Using frozen anaplastic astrocytoma and glioblastoma samples, the authors show that TG2 activity and expression is significantly increased compared with normal brain tissue. The increased expression of TG2 in the ECM correlated with an abnormally dense linear assembly of fibronectin. Moreover, using fresh glioblastoma tissue they showed that TG2 and fibronectin are also overexpressed and abnormally organized in regions of the brain that have infiltrating tumour cells. So, is the abnormal expression of fibronectin functionally significant and caused by the increased expression of TG2? The authors show that the TG2 small-molecule inhibitor KCC009 prevents the assembly of fibronectin into dense strands along the cell surface of U87MG glioblastoma cells. Furthermore, mice with orthotopic glioblastoma (derived from injected DBT-bioluminescent glioblastoma cells) that were treated with KCC009 had reduced abnormal fibronectin expression that correlated with reduced TG2 activity. The relationship between fibronectin assembly and TG2 activity was also confirmed by RNA interference of TG2 in U87MG cells.

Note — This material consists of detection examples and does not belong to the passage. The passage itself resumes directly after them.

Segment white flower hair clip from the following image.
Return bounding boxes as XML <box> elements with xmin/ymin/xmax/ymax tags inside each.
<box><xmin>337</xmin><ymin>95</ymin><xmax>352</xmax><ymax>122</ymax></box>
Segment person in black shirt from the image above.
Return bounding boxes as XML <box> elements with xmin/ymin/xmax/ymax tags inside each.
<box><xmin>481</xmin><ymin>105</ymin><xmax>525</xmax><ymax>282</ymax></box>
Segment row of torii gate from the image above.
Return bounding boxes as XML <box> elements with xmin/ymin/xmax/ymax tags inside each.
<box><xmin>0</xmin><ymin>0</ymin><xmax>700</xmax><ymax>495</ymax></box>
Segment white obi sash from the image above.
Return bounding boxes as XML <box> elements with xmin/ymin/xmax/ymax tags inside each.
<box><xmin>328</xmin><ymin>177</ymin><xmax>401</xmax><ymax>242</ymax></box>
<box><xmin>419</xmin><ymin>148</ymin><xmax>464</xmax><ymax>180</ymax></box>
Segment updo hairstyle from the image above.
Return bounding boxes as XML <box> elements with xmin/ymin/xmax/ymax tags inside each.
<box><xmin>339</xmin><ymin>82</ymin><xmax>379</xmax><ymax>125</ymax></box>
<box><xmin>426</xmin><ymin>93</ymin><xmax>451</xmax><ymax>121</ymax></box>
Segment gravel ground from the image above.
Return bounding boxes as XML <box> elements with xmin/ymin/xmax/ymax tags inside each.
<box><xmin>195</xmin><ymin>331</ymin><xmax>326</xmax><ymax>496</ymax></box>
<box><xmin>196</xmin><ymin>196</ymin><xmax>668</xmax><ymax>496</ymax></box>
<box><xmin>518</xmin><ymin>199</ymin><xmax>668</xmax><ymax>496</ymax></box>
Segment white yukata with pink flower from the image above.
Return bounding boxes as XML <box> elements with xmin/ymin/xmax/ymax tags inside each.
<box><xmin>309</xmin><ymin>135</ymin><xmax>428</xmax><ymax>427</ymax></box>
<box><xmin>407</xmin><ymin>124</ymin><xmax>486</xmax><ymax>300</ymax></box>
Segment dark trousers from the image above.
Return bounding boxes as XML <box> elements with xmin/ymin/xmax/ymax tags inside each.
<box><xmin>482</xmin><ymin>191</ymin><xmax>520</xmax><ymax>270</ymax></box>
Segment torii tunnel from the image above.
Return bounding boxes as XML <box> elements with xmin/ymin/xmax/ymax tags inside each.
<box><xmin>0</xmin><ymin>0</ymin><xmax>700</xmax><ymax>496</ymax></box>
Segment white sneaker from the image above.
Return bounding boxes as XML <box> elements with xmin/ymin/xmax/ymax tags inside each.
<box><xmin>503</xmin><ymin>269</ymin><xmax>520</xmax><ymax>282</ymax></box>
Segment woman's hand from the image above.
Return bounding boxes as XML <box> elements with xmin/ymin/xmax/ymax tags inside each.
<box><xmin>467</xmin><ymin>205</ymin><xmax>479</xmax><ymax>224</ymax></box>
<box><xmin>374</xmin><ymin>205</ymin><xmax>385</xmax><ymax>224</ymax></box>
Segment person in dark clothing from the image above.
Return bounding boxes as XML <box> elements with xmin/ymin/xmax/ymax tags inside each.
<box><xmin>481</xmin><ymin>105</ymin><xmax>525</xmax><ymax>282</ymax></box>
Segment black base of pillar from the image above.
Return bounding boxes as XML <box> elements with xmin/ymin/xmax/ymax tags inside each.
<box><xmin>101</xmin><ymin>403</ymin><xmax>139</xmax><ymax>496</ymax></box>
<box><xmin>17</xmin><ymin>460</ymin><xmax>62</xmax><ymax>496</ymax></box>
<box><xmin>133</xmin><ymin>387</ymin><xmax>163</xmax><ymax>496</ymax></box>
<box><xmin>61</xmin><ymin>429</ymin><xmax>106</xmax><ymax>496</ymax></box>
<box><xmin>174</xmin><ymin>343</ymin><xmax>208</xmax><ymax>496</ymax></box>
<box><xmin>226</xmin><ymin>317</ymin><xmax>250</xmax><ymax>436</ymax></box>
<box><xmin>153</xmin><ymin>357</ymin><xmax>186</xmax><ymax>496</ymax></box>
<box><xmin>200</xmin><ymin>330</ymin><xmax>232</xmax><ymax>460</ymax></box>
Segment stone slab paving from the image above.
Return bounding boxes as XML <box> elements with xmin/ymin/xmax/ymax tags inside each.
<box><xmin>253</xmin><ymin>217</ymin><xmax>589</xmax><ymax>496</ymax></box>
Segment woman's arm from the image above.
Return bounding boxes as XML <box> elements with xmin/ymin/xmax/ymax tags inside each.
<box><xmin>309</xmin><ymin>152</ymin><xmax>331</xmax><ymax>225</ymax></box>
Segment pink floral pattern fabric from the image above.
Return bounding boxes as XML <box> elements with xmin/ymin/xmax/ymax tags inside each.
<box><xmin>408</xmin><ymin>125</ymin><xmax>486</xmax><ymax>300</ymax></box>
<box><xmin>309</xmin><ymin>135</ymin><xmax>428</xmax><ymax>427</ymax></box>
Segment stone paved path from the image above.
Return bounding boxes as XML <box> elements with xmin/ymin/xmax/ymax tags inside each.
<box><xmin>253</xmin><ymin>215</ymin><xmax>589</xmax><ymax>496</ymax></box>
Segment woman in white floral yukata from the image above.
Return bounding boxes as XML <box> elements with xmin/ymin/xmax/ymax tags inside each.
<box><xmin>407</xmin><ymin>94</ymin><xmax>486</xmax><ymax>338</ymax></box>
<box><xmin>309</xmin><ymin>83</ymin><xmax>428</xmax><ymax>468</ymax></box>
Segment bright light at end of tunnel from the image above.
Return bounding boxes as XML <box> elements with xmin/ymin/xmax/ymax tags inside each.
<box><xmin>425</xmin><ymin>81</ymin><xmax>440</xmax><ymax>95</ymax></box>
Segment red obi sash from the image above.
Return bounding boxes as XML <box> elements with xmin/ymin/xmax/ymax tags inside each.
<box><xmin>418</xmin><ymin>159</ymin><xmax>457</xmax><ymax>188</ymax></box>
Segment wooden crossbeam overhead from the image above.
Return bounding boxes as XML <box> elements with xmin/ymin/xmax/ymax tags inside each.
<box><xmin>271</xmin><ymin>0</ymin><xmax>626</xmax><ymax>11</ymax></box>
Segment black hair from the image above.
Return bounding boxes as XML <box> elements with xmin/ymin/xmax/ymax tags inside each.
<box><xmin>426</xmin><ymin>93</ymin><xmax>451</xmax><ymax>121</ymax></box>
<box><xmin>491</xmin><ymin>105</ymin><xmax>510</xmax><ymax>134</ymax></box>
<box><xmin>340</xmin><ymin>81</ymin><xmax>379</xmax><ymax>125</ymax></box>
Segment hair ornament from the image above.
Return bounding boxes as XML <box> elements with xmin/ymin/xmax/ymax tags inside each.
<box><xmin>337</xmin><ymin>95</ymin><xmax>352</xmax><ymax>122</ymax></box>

Finally, the authors investigated whether KCC009 could sensitize DBT orthotopic tumours to BCNU. Using bioluminescence imaging, they showed that only KCC009 in combination with BCNU resulted in a significant reduction in tumour size. The tumours were analysed for levels of apoptosis, and mice treated with KCC009 and BCNU combination therapy had increased levels of apoptosis compared with mice treated with each drug seperately. Similarly, monotherapy failed to increase the survival of the mice, unlike treatement with KCC009 and BCNU.

Remodelling the ECM is thought to provide a permissive environment for tumour growth. The authors suggest that KCC009 prevents the TG2-dependent remodelling of fibronectin, thought to function in pro-survival signalling in glioblastomas. Therefore, targeting factors that promote permissive remodelling of the ECM, such as TG2, could be a new approach to sensitizing glioblastoma cells to chemotherapy.